I know that look well—the spark of interest in his eyes isn’t aimed at me. Andy used to glance at me this way when he was texting my best friend behind my back. Well, ex-best friend.
The unease churning in my stomach tells me I might be right, though I can’t be one hundred percent sure.
But I’m a teacher—persistence is my superpower. If I can keep twenty-three first graders engaged during math lessons right before recess, surely I can salvage one dinner date.
I take another sip of my white wine, letting the crisp, fruity flavor linger on my tongue. “So have you traveled much?” I ask, determined to find another connecting thread between us.
“Been to Colorado for skiing. Mexico once.” Kyle picks up his fork, then sets it down again without taking a bite. “What about you?”
“I backpacked through Europe one summer during college—well, ‘backpacked’ is generous. It was more like dragging an enormous suitcase across cobblestone streets while the locals pointed fingers.” The memory bows my lips into a wide smile. “I spent three days in Paris with a fractured toe after my suitcase rolled over my foot going downstairs in the Metro.”
I meant it as a joke, but he doesn’t laugh, not even a puff of air escapes his lungs.
“That sounds . . . painful,” he says.
“The young doctor who treated me asked me to dinner. My toe was the size of an eggplant, but apparently that’s not a deal-breaker in France.” I can tell from his face that I should’ve left that detail out. “Any weird travel stories?”
“Not really.” His gaze drifts toward his silent phone.
I keep the conversation going to keep him distracted from it. We talk about favorite vacation spots, weird food combinations, childhood pets. He’s nice enough, but the way his eyes keep avoiding mine, and the fact that he’s chugged three full glasses of water already, makes me feel like I’m the side dish and not the entrée.
“Wait, wait—you put ketchup on your mac and cheese?” I ask, feigning horror at his food confession.

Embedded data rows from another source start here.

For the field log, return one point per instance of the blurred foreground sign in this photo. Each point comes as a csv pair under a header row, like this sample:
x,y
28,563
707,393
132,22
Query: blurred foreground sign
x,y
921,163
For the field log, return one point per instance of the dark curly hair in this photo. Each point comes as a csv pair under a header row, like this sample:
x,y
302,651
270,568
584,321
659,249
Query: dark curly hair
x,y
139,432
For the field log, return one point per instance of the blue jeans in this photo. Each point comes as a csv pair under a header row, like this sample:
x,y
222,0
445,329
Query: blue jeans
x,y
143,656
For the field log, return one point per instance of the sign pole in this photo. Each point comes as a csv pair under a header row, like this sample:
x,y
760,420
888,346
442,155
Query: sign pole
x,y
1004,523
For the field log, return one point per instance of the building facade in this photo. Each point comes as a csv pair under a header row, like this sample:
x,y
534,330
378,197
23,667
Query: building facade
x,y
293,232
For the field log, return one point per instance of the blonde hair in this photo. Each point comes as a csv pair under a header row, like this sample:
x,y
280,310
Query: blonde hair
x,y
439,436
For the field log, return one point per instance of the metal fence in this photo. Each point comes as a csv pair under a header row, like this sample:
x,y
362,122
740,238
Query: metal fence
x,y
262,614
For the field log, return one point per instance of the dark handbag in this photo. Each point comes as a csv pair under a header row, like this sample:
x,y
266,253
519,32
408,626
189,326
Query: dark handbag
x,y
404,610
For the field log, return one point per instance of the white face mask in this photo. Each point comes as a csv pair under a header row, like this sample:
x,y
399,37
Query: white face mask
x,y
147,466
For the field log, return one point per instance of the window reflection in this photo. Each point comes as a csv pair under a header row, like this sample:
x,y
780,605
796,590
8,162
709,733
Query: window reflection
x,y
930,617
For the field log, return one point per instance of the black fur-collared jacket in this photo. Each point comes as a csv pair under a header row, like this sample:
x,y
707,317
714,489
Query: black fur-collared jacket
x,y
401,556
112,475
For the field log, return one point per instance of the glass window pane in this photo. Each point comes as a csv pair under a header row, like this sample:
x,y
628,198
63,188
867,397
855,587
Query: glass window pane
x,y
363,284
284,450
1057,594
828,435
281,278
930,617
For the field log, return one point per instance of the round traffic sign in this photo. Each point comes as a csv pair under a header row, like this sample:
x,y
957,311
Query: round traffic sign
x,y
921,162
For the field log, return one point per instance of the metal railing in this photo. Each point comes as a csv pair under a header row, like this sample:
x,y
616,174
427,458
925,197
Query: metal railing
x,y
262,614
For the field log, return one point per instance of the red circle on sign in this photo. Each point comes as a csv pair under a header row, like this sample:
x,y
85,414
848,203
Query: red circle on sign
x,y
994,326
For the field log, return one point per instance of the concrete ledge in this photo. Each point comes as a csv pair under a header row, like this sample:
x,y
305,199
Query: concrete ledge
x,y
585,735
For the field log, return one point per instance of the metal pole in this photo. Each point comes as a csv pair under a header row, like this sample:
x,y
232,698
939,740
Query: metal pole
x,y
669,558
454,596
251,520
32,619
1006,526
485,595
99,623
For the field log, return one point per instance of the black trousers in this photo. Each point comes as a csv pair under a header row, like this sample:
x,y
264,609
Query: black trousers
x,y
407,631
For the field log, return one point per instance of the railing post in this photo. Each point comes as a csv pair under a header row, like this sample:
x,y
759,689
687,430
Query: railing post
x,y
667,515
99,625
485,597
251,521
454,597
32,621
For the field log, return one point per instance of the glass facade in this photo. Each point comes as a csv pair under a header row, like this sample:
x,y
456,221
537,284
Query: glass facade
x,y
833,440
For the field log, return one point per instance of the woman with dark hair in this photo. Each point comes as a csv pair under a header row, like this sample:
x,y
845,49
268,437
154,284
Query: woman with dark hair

“It’s good!” Kyle defends. “Don’t knock it till you’ve tried it.”
“I’ll add it to my list of culinary risks, right below ‘gas station sushi’ and ‘mystery meat Monday’ in the school cafeteria.”
His expression turns ponderous before he says, “You’re funny.”
Seems like my sense of humor tends to boomerang over his head. “I spend my days with six-year-olds. You develop a sense of humor, or you perish.”
“Must be fun, though. Teaching kids.”
“It is. I love it. There’s this little girl in my class, Lucy, who brings me a rock every single day. Not pretty rocks, mind you. Just random chunks of asphalt from the playground. But she presents them like they’re diamonds.” My chest warms at the thought. “She has this collection on my desk that looks like concrete rubble, but I wouldn’t trade it for anything.”
Kyle nods, but his eyes have glazed over slightly. Our connection is slipping away like sand through fingers.
“What about you? Any pets growing up?” I venture, trying to course-correct.
“Had a dog. Golden retriever named Max.” He rubs his neck. “Typical, I know.”
“I had a hamster that escaped and lived behind our refrigerator for three weeks. We thought he was dead until my mom found him in the pantry, fat and happy after eating his way through our cereal boxes.”
Kyle laughs—a real one this time. “What happened to him?”
“My sister named him Houdini after that, and he lived to the ripe old age of four. He was an escape artist till the end, though. We found him in my dad’s sock drawer once.”
The waiter swoops by, refilling Kyle’s water glass for the fourth time.
“So,” I say, trying to inject a little sparkle into my voice, “what’s your dream? The big one. If you could do anything, what would it be?”
This is my go-to question. The responses reveal more about a person than any small talk about jobs or hobbies. Does he dream of starting a non-profit? Climbing Everest? Writing a novel? I lean forward, genuinely curious.
He shifts in his seat, eyes flitting to his phone again. The muscles in his jaw tense, and he seems impatient. His shoulderssquare, and suddenly he stands abruptly. “Sorry, I’ll be right back. Have to use the bathroom.”
And just like that, he’s jogging past the waiter like he’s struggling to hold in pee.
Well, that’s . . . odd timing. My question wasn’t that intimidating, was it?